Comment by arlort
10 hours ago
There's no such flaw in most cases brought to the ICC
The ICC is an international court but it administers trials (mostly) local to the members' jurisdiction so this point is moot. A warrant from the ICC doesn't ask the member states to go to war and hunt the target, it asks them to arrest them if the target is within their jurisdiction
The fact that the ICC warrant was unlikely to lead to Hamas' leaders arrest in the short term is not particularly meaningful
The "mostly" qualifier is because IIRC there are some provisions for truly extraterritorial prosecutions in the Rome treaty but I don't know that they've ever been actually used
“Justice” without enforcement is meaningless.
They have a warrant out for Putin, has that made any impact on the war in Ukraine?
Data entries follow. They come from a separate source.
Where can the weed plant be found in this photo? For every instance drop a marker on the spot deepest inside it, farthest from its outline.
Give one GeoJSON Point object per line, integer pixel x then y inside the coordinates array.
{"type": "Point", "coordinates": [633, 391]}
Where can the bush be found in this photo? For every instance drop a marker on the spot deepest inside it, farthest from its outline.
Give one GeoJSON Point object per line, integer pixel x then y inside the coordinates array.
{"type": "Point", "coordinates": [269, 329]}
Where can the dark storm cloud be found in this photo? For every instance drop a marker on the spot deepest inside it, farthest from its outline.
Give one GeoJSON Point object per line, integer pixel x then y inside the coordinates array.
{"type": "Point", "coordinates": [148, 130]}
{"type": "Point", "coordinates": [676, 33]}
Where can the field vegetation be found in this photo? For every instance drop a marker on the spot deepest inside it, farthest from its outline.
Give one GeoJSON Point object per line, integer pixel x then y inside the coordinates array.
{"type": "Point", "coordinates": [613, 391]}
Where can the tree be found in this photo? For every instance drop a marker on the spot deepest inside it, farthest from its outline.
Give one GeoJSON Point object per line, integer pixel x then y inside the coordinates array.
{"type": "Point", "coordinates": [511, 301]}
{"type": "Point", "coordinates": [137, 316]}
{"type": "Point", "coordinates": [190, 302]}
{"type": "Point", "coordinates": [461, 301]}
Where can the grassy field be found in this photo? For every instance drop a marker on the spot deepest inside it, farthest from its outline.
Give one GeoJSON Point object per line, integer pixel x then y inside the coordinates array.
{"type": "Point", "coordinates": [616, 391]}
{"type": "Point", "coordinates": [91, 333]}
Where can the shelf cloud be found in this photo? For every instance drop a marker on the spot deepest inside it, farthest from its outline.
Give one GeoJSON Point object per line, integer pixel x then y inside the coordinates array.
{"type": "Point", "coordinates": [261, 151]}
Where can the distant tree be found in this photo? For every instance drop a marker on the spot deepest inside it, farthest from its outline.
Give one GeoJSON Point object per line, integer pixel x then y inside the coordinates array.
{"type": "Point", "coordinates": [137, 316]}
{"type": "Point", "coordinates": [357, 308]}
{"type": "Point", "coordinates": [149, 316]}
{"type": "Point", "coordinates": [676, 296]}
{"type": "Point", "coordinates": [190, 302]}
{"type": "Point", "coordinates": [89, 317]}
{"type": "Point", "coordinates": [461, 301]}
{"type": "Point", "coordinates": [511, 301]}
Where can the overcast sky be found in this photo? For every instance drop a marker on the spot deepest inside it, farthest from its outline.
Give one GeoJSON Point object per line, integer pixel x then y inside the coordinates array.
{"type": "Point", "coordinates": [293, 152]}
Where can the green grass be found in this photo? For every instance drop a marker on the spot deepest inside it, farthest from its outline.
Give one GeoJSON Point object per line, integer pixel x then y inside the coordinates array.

> has that made any impact on the war in Ukraine
The objective of the ICC is not to stop wars
The objective of the ICC is to provide a framework to enable prosecuting and punishing the people ordering particularly egregious acts in a way that is more consistent with liberal rule of law principles than post-hoc tribunals like after WW2 and that is more accessible to fragile / new countries due to having the legal infrastructure set up and at least partially legitimized by it being an international body
The fact that Putin (for example) might at some point get extradited / captured, prosecuted and jailed for whatever crimes he gets found guilty of is a moral good in and of itself
If this being done at the ICC rather than in an Ukrainian or Russian (in an hypothetical regime after Putin's) helps others accept the verdict as more based on fact than politics then that's why the ICC exists as an entity
If this makes someone down the line think twice about ordering war crimes then that's an added benefit but it's not the point
Putin & the Israeli warrants are a bit for show since it is very unlikely to result in an arrest (although it does serve to isolate both, which i suppose is a punishment)
However don't let that take away from the other work the ICC has done. They have thrown people in jail.
They are actually an attempt at weaponizing the court, conveniently only to one side in these conflicts.
If for example Putin was overthrown and had to flee Russia, and happens to fly over an ICC signatory, he could rightfully be arrested and brought to justice. What is the alternative? CIA assassinations and kangaroo courts?
He could be arrested and brought to justice regardless, the ICC provides literally zero value-add here. Sovereign countries will do what they want regardless of the ICC's rambling, and they never needed the ICC to justify their actions to begin with.